Merrill attended Amherst College, where he studied under Reuben Brower, who would later, at Harvard, train many renowned critics and teachers of literature. It was also at Amherst that Merrill first met Robert Frost. Merrill’s studies were interrupted by service in the U.S. Army from 1944 to 1945. Another book, The Black Swan, was privately printed in 1946 while he was still in college, and in 1947 he graduated summa cum laude. His undergraduate thesis was on metaphor in the work of Marcel Proust. John Hollander writes that Merrill’s work “was continually reengaging those Proustian themes of the retrieval of lost childhood, the operations of involuntary memory and of an imaginative memory even more mysterious […]”.

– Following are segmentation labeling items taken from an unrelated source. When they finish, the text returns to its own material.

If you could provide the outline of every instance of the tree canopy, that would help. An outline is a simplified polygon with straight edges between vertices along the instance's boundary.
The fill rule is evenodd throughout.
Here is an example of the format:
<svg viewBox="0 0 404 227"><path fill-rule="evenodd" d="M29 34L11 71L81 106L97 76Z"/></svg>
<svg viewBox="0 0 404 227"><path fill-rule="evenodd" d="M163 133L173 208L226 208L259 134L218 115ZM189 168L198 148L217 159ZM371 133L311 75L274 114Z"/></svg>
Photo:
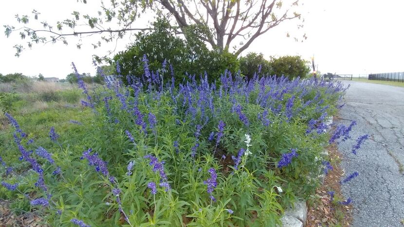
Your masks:
<svg viewBox="0 0 404 227"><path fill-rule="evenodd" d="M80 1L87 3L86 0ZM187 40L191 38L186 35L187 28L198 26L201 31L200 38L213 49L221 52L233 48L238 56L271 29L286 20L300 19L300 15L295 11L298 2L298 0L101 1L98 12L74 11L71 17L62 21L40 20L40 13L34 10L34 20L38 23L33 25L30 23L32 17L17 15L16 18L22 26L5 25L5 33L8 37L19 33L21 39L29 39L27 46L30 48L35 44L50 42L68 44L67 37L78 36L79 41L76 45L78 48L82 45L80 41L82 38L98 34L101 35L99 40L92 44L96 48L101 45L102 41L112 42L132 31L154 29L141 26L136 20L146 15L154 15L167 18L173 23L176 34L184 35ZM298 25L299 27L302 26ZM305 35L303 37L306 38ZM240 40L243 42L236 45L237 40ZM18 44L14 47L16 55L19 56L25 46Z"/></svg>

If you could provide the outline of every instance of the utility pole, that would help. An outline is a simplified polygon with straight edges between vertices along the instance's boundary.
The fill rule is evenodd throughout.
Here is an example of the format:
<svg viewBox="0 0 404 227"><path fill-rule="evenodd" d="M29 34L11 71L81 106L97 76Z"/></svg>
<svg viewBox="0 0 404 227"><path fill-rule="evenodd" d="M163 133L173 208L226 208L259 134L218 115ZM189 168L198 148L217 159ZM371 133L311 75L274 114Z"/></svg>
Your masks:
<svg viewBox="0 0 404 227"><path fill-rule="evenodd" d="M313 66L313 76L314 77L314 80L315 80L316 82L317 82L317 76L316 76L317 72L315 71L315 67L314 66L314 55L313 55L313 56L312 57L312 64Z"/></svg>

Merrill went on to teach for a year at Bard College, then spent the next two and a half years traveling Europe, a period described in his 1993 memoir, A Different Person (Alfred A. Knopf). His first trade book, First Poems, was published by Alfred A. Knopf in 1951 to great acclaim. In 1955, he moved to the small coastal town of Stonington, Connecticut, with his companion David Jackson. (The address of that house, on Water Street, furnished the title for his 1962 book of poems.) In 1956, Merrill used a portion of his inheritance to found the Ingram Merrill Foundation, which has since awarded grants to hundreds of artists and writers. His first novel, the semi-autobiographical Seraglio, was published by Alfred A. Knopf in 1957. Two years later, he and David Jackson moved to a house in Athens, Greece, where they spent part of each year until 1979.
James Merrill’s second novel, The (Diblos) Notebook (Chatto & Windus, 1965) was a finalist for the National Book Award in Fiction. The following year, his poetry collection Nights and Days (Atheneum, 1966) won the National Book Award in Poetry. Merrill went on to earn numerous awards for his poetry, including the first Bobbitt National Prize for Poetry awarded by the Library of Congress for The Inner Room (Alfred A. Knopf, 1988); the National Book Critics Circle Award for his epic poem The Changing Light at Sandover (Atheneum, 1982), later reissued by Knopf in several editions, including a 2006 publication edited by J. D. McClatchy and Stephen Yenser; a second National Book Award for Mirabell: Books of Number (Atheneum, 1978); the Pulitzer Prize for Divine Comedies (Atheneum, 1976); and the Bollingen Prize for Braving the Elements (Atheneum, 1972).
Merrill served as a Chancellor of the Academy from 1979 until his death on February 6, 1995, in Arizona. His final poetry collection, A Scattering of Salts (Alfred A. Knopf, 1995), was published a month later.